D. Col tempo la superstizione non è sparita?
R. No, si tramanda. D'altronde negli spettacoli dal vivo un po' di paura è normale.

D. Per questo lei dedica una parte proprio ai rituali e alle superstizioni, diversi da paese a paese?
R. Già. In Italia prima di uno spettacolo diciamo «Merda! Merda! Merda», in Germania «toi toi toi», che sembra derivi dalla parola tedesca diavolo. Poi ci sono i colori: il viola porta male in Italia perché ricorda ì paramenti sacri durante la quaresima, e in quel periodo in passato non si poteva lavorare in teatro. Invece in Spagna il colore che non porta bene è il giallo, perché è il colore della parte interna del capote ed è l'ultimo che vede il torero nel caso il toro lo interni. Sono anche cose divertenti da scoprire per chi va a teatro.

D. Lei ha un suo rito?
R. Non guardo mai lo spettacolo dopo la prova generale, lo lascio al suo destino. L'ho imparato da Luca Ronconi. Certo, li sorveglio se vanno in altri teatri ma preferisco non vederli.

D. Le nuove tecnologie hanno cambiato il suo lavoro?
R. Oggi è più facile lavorare: prima se avevi un lavoro in Giappone ti facevi 13 ore di olo solo per vedere una cosa. Oggi si fanno le riunioni online. Certo ci spostiamo, però iu maniera diversa. Anche la conservazione dei lavori è diventata molto più semplice. Oggi ho un archivio dal quale in poco tempo riesco a sapere esattamente come sono stati costruiti i singoli spettacoli. Per il resto, in Italia c'è una grande tradizione del costruire e questo non è cambiato.

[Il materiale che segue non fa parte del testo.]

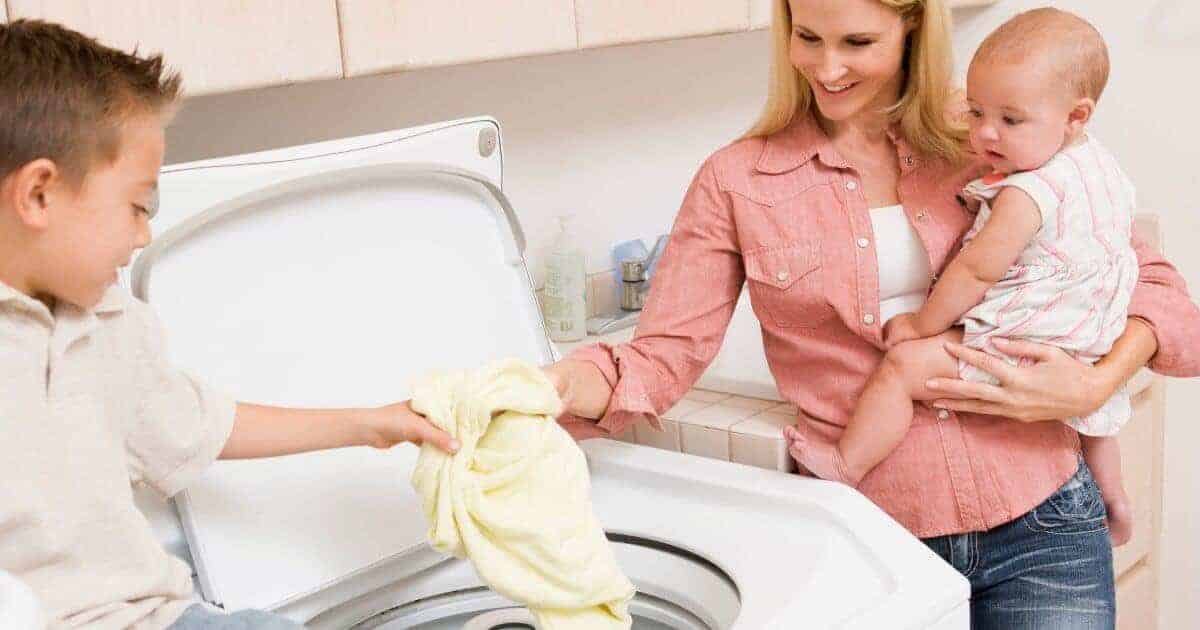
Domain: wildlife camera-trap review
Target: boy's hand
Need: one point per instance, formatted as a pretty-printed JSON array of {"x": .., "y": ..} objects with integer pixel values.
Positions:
[
  {"x": 900, "y": 329},
  {"x": 399, "y": 423}
]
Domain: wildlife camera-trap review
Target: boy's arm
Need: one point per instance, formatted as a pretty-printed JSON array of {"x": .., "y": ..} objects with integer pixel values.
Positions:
[
  {"x": 261, "y": 431},
  {"x": 1014, "y": 221}
]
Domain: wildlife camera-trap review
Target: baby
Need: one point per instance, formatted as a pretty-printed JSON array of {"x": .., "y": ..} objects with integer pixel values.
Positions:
[
  {"x": 89, "y": 403},
  {"x": 1049, "y": 258}
]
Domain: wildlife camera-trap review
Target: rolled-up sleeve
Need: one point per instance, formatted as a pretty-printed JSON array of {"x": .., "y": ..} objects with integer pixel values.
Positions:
[
  {"x": 693, "y": 295},
  {"x": 1161, "y": 299},
  {"x": 181, "y": 424}
]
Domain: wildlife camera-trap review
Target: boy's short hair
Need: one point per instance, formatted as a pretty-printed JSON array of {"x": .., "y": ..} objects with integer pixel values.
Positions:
[
  {"x": 1073, "y": 48},
  {"x": 64, "y": 96}
]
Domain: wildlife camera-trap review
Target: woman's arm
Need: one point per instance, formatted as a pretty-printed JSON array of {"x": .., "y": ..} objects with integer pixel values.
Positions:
[
  {"x": 1054, "y": 388},
  {"x": 691, "y": 299}
]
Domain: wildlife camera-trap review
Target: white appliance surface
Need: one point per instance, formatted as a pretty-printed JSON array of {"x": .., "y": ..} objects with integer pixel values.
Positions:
[{"x": 333, "y": 275}]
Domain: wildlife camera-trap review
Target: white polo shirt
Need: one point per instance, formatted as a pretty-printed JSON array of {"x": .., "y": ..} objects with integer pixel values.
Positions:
[{"x": 88, "y": 407}]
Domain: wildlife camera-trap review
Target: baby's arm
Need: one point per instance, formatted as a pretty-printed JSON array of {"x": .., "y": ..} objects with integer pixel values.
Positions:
[
  {"x": 261, "y": 431},
  {"x": 1013, "y": 223}
]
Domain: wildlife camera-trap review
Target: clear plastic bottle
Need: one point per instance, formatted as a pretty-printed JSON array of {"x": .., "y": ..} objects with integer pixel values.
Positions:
[{"x": 565, "y": 297}]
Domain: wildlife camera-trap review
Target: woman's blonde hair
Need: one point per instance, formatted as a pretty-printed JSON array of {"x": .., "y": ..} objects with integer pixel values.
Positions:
[{"x": 924, "y": 111}]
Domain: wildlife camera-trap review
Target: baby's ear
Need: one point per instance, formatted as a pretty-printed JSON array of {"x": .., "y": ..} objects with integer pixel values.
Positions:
[
  {"x": 1080, "y": 114},
  {"x": 28, "y": 190}
]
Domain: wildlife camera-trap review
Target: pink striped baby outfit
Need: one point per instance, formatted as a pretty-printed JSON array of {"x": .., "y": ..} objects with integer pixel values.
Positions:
[{"x": 1072, "y": 285}]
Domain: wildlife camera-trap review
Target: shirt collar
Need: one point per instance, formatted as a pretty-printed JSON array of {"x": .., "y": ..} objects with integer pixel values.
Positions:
[{"x": 804, "y": 139}]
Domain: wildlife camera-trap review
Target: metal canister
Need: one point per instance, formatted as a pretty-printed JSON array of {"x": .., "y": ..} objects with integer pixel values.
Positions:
[{"x": 633, "y": 286}]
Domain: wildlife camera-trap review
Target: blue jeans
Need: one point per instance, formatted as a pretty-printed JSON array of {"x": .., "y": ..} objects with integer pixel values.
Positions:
[
  {"x": 202, "y": 617},
  {"x": 1049, "y": 569}
]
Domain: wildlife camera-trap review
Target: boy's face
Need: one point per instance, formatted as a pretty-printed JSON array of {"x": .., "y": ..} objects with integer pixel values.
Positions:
[
  {"x": 96, "y": 229},
  {"x": 1018, "y": 114}
]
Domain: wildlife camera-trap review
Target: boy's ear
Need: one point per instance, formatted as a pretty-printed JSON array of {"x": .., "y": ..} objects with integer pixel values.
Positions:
[
  {"x": 1080, "y": 115},
  {"x": 29, "y": 191}
]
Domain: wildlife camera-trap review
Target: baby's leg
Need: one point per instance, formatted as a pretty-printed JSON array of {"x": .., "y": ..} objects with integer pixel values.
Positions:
[
  {"x": 1103, "y": 457},
  {"x": 883, "y": 413}
]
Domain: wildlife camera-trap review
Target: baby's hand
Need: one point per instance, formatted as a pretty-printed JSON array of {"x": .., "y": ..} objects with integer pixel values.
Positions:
[
  {"x": 900, "y": 329},
  {"x": 399, "y": 423}
]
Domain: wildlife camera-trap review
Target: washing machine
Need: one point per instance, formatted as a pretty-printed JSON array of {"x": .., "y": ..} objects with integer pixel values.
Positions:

D. Lei però entrata anche nel Guinness dei primati grazie al muro di schermi più grande del mondo in una mostra alla Triennale di Milano.
R. Mi piace molto lavorare mischiando il nuovo e vecchio. In quel caso era per i 20 anni di Striscia la notizia, abbiamo usato oltre 4; mila monitor per rappresentare le puntate andate in onda fino a quel momento.

D. Com'è il periodo della pandemia per voi che fate teatro?
R. Avevamo abbastanza lavori da concludere, lavorando molto con l'estero. Però ci manca il palcoscenico. L'ansia di quando mancano cinque giorni al debutto. Per gli studenti e penalizzante perché non riescono a stare tra di loro, non c'è la crescita che deriva dal poter stare fianco a fianco con gli altri.

D. Ha scelto l'opera perché è una passione o si sarebbe occupata anche d'altro?
R. Sono nata in una famiglia dove la musica è sempre stata molto amata. Io sono stonatissima, nessuno è mai riuscito a farmi migliorare, però se devo compare un biglietto lo compro perla musica. Faccio con grande impegno anche la prosa, ma mi sento più in vacanza quando lavoro al teatro d'opera.